Yes! We have to continue to have conversations about mental health. It is 2022. People need to open their minds to adapt to the world we live in now. Mental health, sexual health, and more — all those things are important. People do not want to talk about it because it makes them uncomfortable. Being uncomfortable is not a bad thing. It can be good. It takes misconceptions out of the conversation, which is when change comes. That is the first step toward change.

You are a Black Boricua. Reggaetón has many white Latinxs in the mainstream. You have acknowledged that racism exists throughout the industry. What does representation mean to you during Black Music Month?

Black Latinxs created reggaetón. We created everything! I do not know if every Spanish-language genre has a Black [pioneer].

Black people founded most Spanish-language music genres. So, to your point, there is a bigger conversation there.

Yes! It feels a bit weird. It is cool to acknowledge [the month]. I am grateful to have a Black Music Month. We do not need a month as much as we need people to recognize we exist. We do reggaetón! We created all that music. I think we need a Black year. The world has been so evil toward Black people. The fact they give us a month [falls short]. It is not enough. Sometimes, it feels like the industry spits on our faces. But that is the world we live in.

So, what is your hope for diversity within your genre?

I hope for the day there will be no limitations for people who want to pursue their dreams. This is an industry of men. Sometimes [gatekeepers] do not let women shine as they should. It is what they are supposed to do. This also happens with gay people. I hope for the day the machismo in the music industry ends. That day is going to be the day the industry is going to grow to its maximum potential. In the meantime, we are limited to a generation of men and male chauvinism. Only the women that are perceived to be pretty are able to succeed. And that is not the way it should be.

Bomba reflects the African heritage of Puerto Rico. It is often encompassed within reggaeton. What should listeners know about the music?

The listeners in Puerto Rico know a lot about it because it is traditional, but other places in the world may not know as much about it Black people created that sound, and it is something here that people love.
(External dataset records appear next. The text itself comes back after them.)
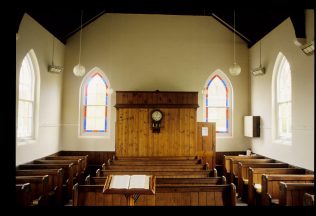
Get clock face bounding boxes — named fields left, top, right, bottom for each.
left=151, top=110, right=163, bottom=122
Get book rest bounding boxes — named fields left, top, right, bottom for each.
left=103, top=175, right=156, bottom=206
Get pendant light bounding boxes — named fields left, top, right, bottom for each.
left=73, top=10, right=86, bottom=77
left=229, top=9, right=241, bottom=76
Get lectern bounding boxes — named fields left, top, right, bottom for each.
left=103, top=175, right=156, bottom=206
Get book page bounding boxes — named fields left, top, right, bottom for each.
left=129, top=175, right=150, bottom=189
left=109, top=175, right=130, bottom=189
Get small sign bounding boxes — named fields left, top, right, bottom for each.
left=202, top=127, right=208, bottom=136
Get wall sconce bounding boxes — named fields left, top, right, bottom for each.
left=300, top=41, right=314, bottom=56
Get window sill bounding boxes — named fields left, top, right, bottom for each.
left=17, top=139, right=36, bottom=146
left=78, top=135, right=110, bottom=139
left=273, top=138, right=292, bottom=145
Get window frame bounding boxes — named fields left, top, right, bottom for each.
left=79, top=68, right=111, bottom=138
left=204, top=70, right=233, bottom=137
left=16, top=50, right=40, bottom=144
left=272, top=52, right=292, bottom=144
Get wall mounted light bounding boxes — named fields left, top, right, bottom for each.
left=48, top=37, right=63, bottom=73
left=251, top=40, right=265, bottom=76
left=300, top=41, right=314, bottom=56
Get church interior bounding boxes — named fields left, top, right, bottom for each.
left=15, top=4, right=314, bottom=207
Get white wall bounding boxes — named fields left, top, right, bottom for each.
left=16, top=14, right=65, bottom=165
left=61, top=13, right=250, bottom=152
left=249, top=10, right=314, bottom=170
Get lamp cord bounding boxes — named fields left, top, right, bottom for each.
left=233, top=9, right=236, bottom=64
left=259, top=40, right=262, bottom=67
left=78, top=10, right=83, bottom=66
left=52, top=37, right=54, bottom=65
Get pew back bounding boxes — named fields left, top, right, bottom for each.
left=97, top=169, right=212, bottom=178
left=279, top=182, right=314, bottom=206
left=230, top=158, right=274, bottom=184
left=72, top=183, right=236, bottom=206
left=248, top=168, right=306, bottom=205
left=303, top=193, right=314, bottom=206
left=223, top=155, right=264, bottom=182
left=18, top=163, right=74, bottom=199
left=261, top=174, right=314, bottom=206
left=16, top=175, right=50, bottom=206
left=237, top=162, right=288, bottom=198
left=16, top=183, right=32, bottom=207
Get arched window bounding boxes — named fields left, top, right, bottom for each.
left=204, top=71, right=233, bottom=136
left=17, top=51, right=39, bottom=140
left=273, top=53, right=292, bottom=142
left=80, top=68, right=111, bottom=137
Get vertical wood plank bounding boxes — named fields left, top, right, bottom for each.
left=189, top=109, right=196, bottom=156
left=103, top=194, right=113, bottom=206
left=95, top=191, right=104, bottom=206
left=190, top=192, right=199, bottom=206
left=206, top=191, right=215, bottom=206
left=179, top=109, right=185, bottom=156
left=214, top=192, right=223, bottom=206
left=199, top=192, right=207, bottom=206
left=184, top=109, right=190, bottom=155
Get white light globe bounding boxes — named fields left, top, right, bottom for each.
left=108, top=88, right=114, bottom=95
left=229, top=62, right=241, bottom=76
left=73, top=64, right=86, bottom=77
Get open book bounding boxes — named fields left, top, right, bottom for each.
left=109, top=175, right=150, bottom=190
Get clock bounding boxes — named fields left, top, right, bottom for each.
left=151, top=109, right=163, bottom=133
left=151, top=110, right=163, bottom=122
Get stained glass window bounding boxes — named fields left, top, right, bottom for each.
left=83, top=73, right=108, bottom=133
left=205, top=74, right=230, bottom=134
left=17, top=53, right=35, bottom=138
left=276, top=56, right=292, bottom=138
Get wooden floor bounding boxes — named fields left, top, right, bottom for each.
left=236, top=197, right=248, bottom=206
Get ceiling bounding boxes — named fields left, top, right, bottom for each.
left=16, top=4, right=309, bottom=48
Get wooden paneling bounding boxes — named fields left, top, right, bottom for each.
left=115, top=91, right=199, bottom=108
left=215, top=151, right=246, bottom=165
left=196, top=122, right=216, bottom=170
left=116, top=108, right=197, bottom=157
left=115, top=91, right=200, bottom=157
left=53, top=151, right=115, bottom=166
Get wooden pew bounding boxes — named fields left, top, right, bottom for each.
left=237, top=162, right=289, bottom=200
left=18, top=163, right=74, bottom=200
left=104, top=165, right=205, bottom=171
left=110, top=157, right=201, bottom=166
left=279, top=182, right=314, bottom=206
left=72, top=183, right=236, bottom=206
left=223, top=155, right=264, bottom=183
left=303, top=193, right=314, bottom=206
left=111, top=160, right=201, bottom=165
left=84, top=175, right=227, bottom=186
left=16, top=183, right=32, bottom=207
left=16, top=175, right=50, bottom=206
left=261, top=174, right=314, bottom=206
left=45, top=155, right=88, bottom=173
left=96, top=169, right=212, bottom=178
left=16, top=168, right=64, bottom=206
left=115, top=156, right=197, bottom=161
left=247, top=168, right=306, bottom=206
left=102, top=163, right=205, bottom=171
left=33, top=159, right=82, bottom=178
left=229, top=158, right=275, bottom=185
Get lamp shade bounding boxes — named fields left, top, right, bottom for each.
left=229, top=62, right=241, bottom=76
left=73, top=64, right=86, bottom=77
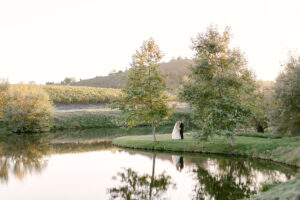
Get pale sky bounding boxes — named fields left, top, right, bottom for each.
left=1, top=0, right=300, bottom=84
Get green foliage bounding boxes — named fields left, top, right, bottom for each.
left=42, top=85, right=121, bottom=104
left=52, top=110, right=124, bottom=129
left=248, top=81, right=274, bottom=132
left=271, top=55, right=300, bottom=136
left=180, top=25, right=256, bottom=145
left=1, top=84, right=53, bottom=133
left=114, top=38, right=173, bottom=141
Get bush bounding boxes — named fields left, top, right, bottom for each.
left=1, top=84, right=53, bottom=133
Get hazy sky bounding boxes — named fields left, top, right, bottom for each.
left=1, top=0, right=300, bottom=84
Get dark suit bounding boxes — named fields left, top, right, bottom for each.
left=179, top=122, right=184, bottom=139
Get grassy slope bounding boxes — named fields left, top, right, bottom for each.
left=112, top=134, right=300, bottom=167
left=249, top=175, right=300, bottom=200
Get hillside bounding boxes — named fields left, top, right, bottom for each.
left=71, top=58, right=193, bottom=89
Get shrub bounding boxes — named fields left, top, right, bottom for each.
left=2, top=84, right=53, bottom=133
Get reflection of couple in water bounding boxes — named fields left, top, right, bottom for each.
left=172, top=155, right=184, bottom=172
left=171, top=120, right=184, bottom=140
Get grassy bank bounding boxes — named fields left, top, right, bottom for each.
left=112, top=134, right=300, bottom=167
left=249, top=175, right=300, bottom=200
left=1, top=109, right=192, bottom=132
left=52, top=110, right=193, bottom=130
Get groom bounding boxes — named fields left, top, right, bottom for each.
left=179, top=120, right=184, bottom=140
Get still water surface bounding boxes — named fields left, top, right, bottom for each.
left=0, top=127, right=297, bottom=200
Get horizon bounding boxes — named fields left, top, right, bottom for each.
left=1, top=0, right=300, bottom=84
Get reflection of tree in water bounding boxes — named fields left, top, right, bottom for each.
left=191, top=161, right=254, bottom=200
left=108, top=154, right=176, bottom=200
left=189, top=158, right=296, bottom=200
left=0, top=134, right=50, bottom=183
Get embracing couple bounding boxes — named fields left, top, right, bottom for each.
left=172, top=120, right=184, bottom=140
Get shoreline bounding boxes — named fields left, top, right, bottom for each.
left=112, top=134, right=300, bottom=167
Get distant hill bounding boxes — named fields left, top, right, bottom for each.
left=71, top=58, right=193, bottom=90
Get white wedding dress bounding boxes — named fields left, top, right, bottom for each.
left=172, top=122, right=181, bottom=140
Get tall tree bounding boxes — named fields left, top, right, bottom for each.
left=271, top=55, right=300, bottom=136
left=115, top=38, right=172, bottom=142
left=180, top=25, right=255, bottom=146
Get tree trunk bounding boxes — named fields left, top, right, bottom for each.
left=230, top=135, right=236, bottom=147
left=149, top=154, right=156, bottom=200
left=152, top=122, right=156, bottom=142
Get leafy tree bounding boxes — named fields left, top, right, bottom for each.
left=114, top=38, right=172, bottom=141
left=61, top=77, right=76, bottom=85
left=180, top=25, right=256, bottom=146
left=271, top=55, right=300, bottom=136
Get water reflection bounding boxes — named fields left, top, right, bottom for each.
left=0, top=129, right=298, bottom=200
left=0, top=134, right=50, bottom=183
left=187, top=156, right=296, bottom=199
left=108, top=154, right=176, bottom=200
left=0, top=134, right=115, bottom=184
left=121, top=151, right=297, bottom=200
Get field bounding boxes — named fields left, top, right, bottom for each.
left=42, top=85, right=121, bottom=104
left=40, top=85, right=176, bottom=104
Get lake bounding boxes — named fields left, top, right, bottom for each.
left=0, top=127, right=298, bottom=200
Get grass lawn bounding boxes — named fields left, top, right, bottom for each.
left=112, top=134, right=300, bottom=167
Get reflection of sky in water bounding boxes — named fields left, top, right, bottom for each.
left=0, top=146, right=297, bottom=200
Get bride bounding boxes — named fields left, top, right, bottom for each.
left=172, top=121, right=181, bottom=140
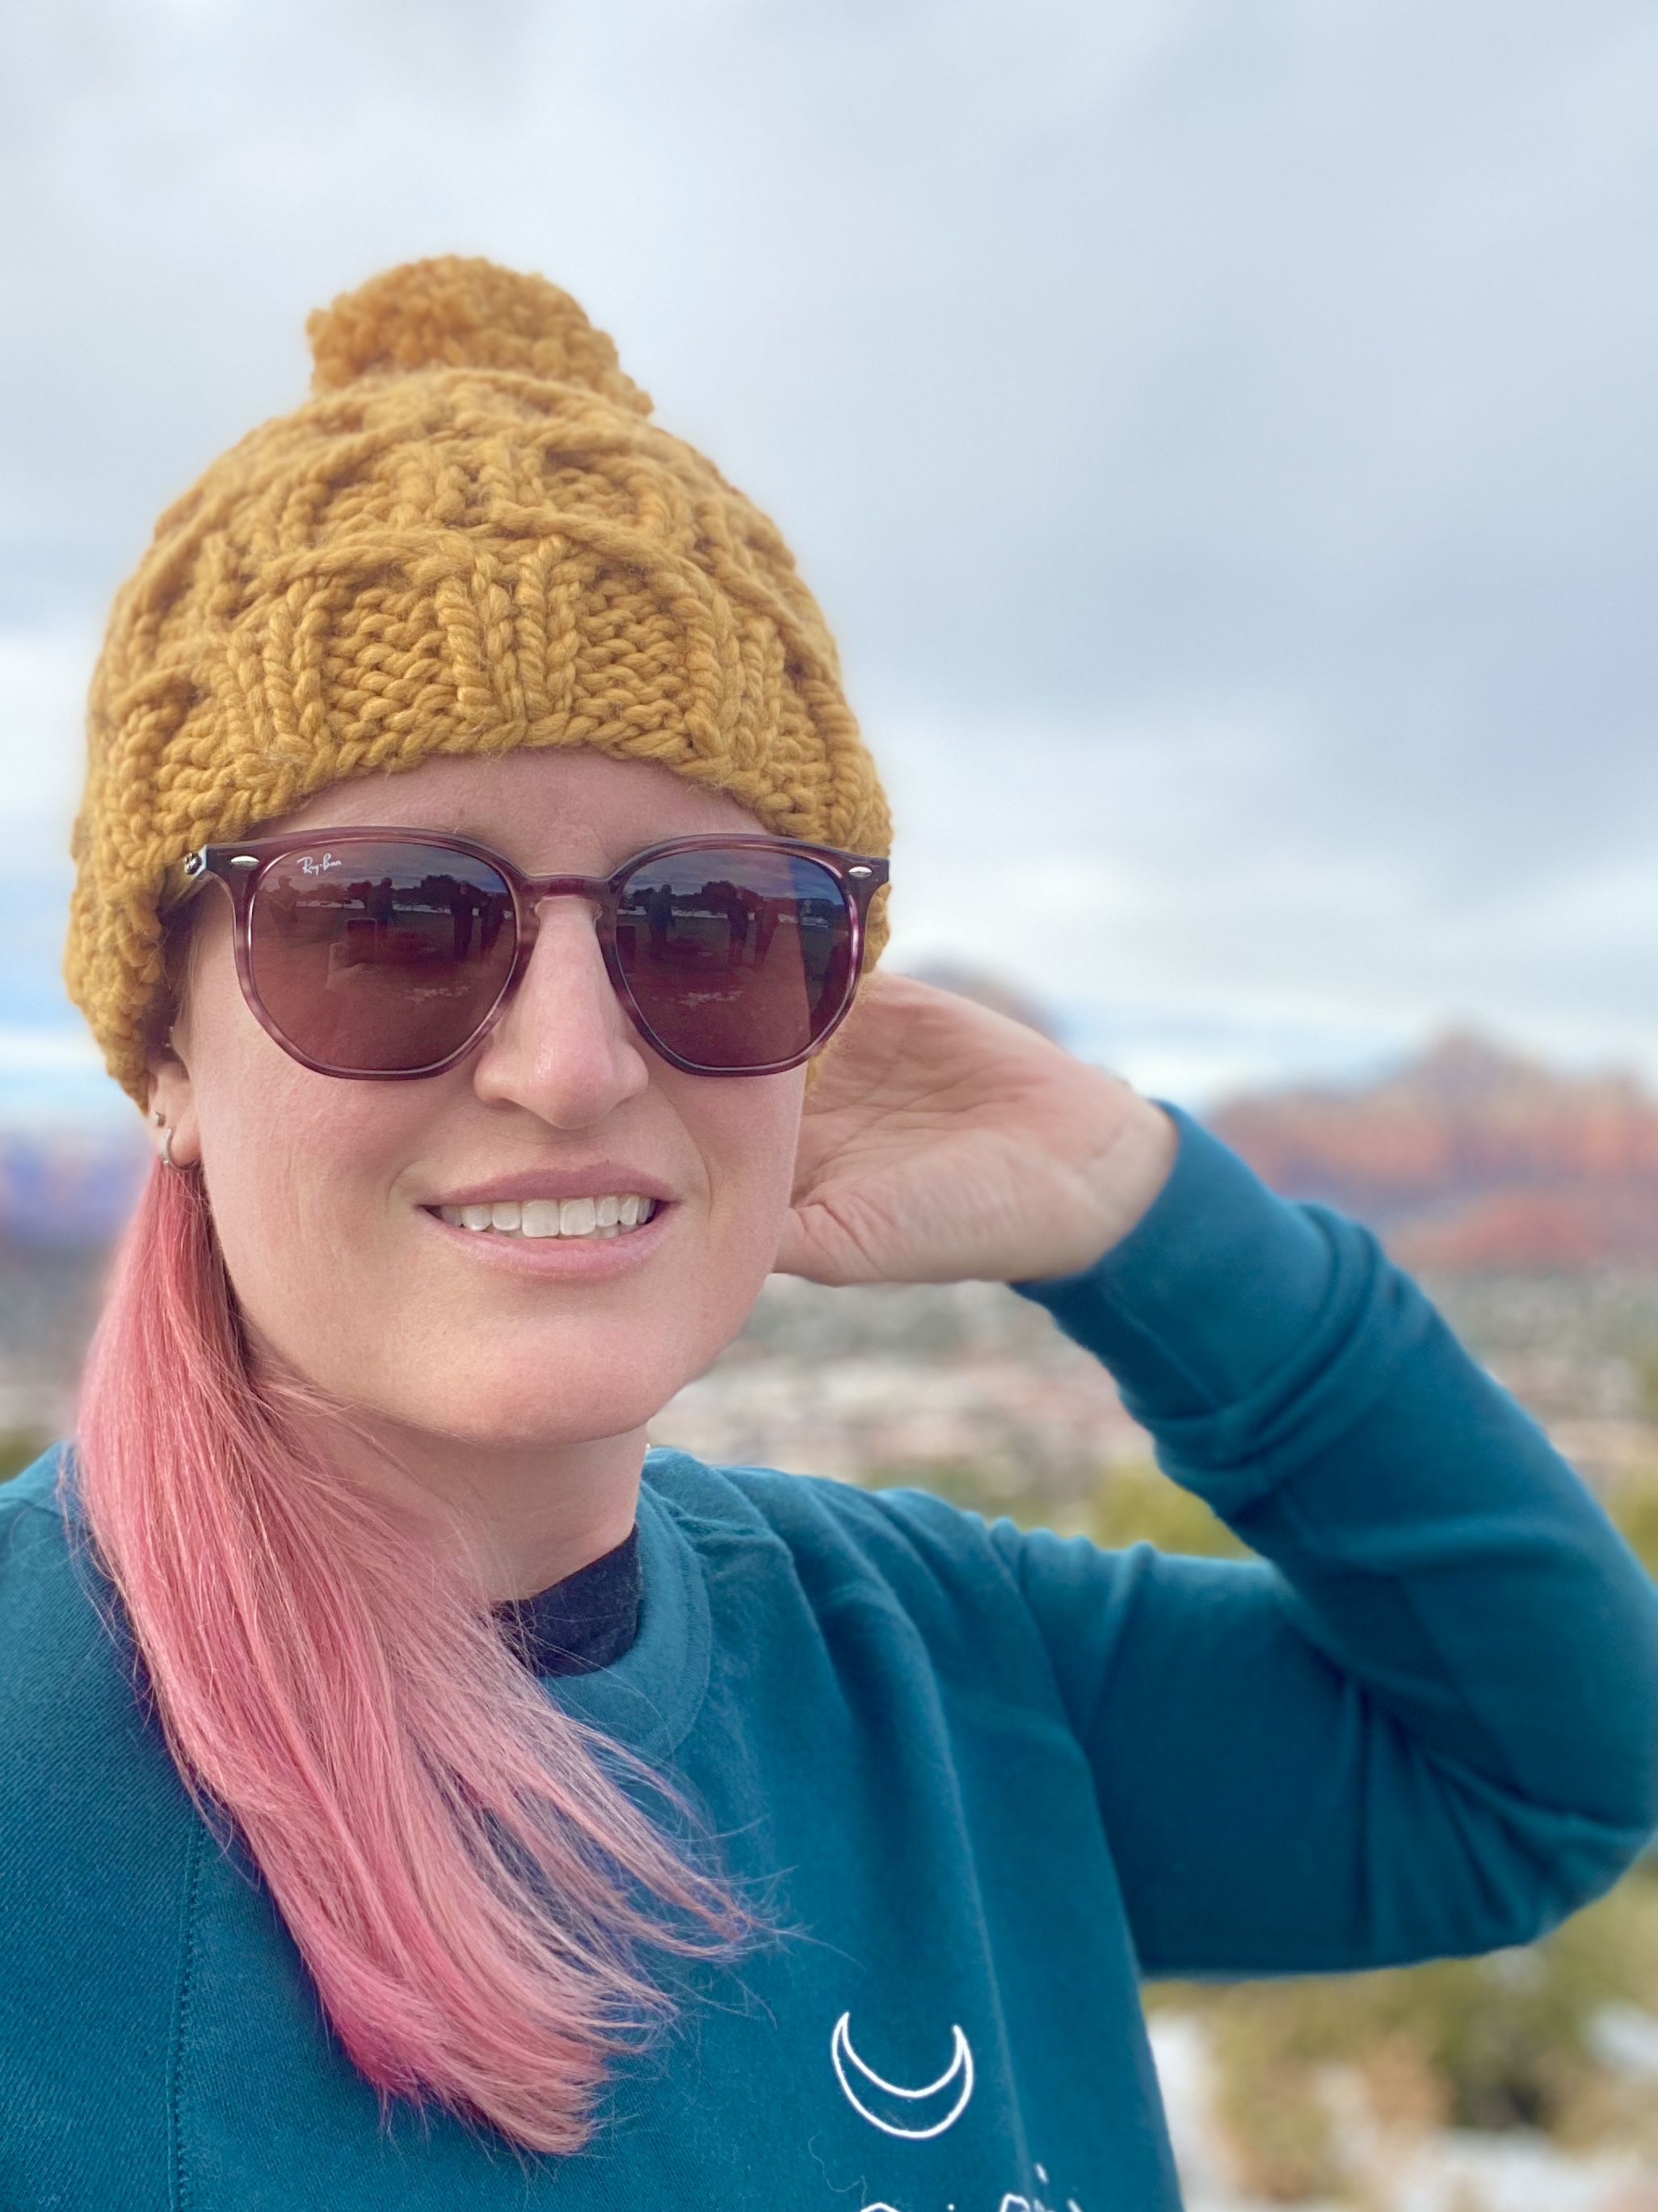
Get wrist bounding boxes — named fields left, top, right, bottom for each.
left=1076, top=1089, right=1180, bottom=1261
left=1016, top=1110, right=1337, bottom=1426
left=1011, top=1082, right=1179, bottom=1284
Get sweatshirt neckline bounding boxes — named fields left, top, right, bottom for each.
left=41, top=1443, right=715, bottom=1764
left=544, top=1467, right=711, bottom=1760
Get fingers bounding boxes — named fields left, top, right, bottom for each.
left=773, top=1203, right=881, bottom=1287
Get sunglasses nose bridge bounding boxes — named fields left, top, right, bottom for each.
left=511, top=878, right=620, bottom=984
left=493, top=878, right=636, bottom=1067
left=518, top=873, right=614, bottom=929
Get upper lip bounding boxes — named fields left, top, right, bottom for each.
left=422, top=1166, right=675, bottom=1211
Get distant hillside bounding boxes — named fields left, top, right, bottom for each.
left=0, top=1126, right=148, bottom=1252
left=1208, top=1031, right=1658, bottom=1271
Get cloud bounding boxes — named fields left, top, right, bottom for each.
left=875, top=689, right=1658, bottom=1091
left=0, top=625, right=97, bottom=831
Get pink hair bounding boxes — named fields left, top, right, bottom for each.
left=73, top=1158, right=746, bottom=2151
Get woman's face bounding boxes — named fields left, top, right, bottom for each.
left=152, top=748, right=808, bottom=1456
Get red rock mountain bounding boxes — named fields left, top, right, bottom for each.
left=1207, top=1032, right=1658, bottom=1272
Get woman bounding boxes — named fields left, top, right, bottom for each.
left=2, top=257, right=1656, bottom=2211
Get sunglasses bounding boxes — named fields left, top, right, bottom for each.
left=182, top=830, right=890, bottom=1081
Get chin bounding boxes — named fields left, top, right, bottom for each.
left=364, top=1357, right=686, bottom=1458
Maybe they do not like to talk about it, but they know. You cannot hide the sun with your thumb.

Why is it important for our histories to be recorded accurately?

It is important because we are going to be here forever. That history is for our children, brothers, and sisters who will be here when we are no longer living. You cannot erase the history of music from the world. We have to record this with precision.

Which Black artists have influenced your sound the most?

It is Tego. Tego Calderón!

I love Tego.

There were others before him like Ismael Rivera and Rolando Laserie. There are many people, but Tego Calderón mostly influenced me.

Who are your top 5 MCs?

Joyce Santana, Joyce Santana, Joyce Santana, Joyce Santana, and Joyce Santana (laughs)!

Who is Joyce Santana?

I am an ordinary guy with a not-so-ordinary life. I am a Black Puerto Rican man. I am going to be the next superstar in the world. So, you should remember that name.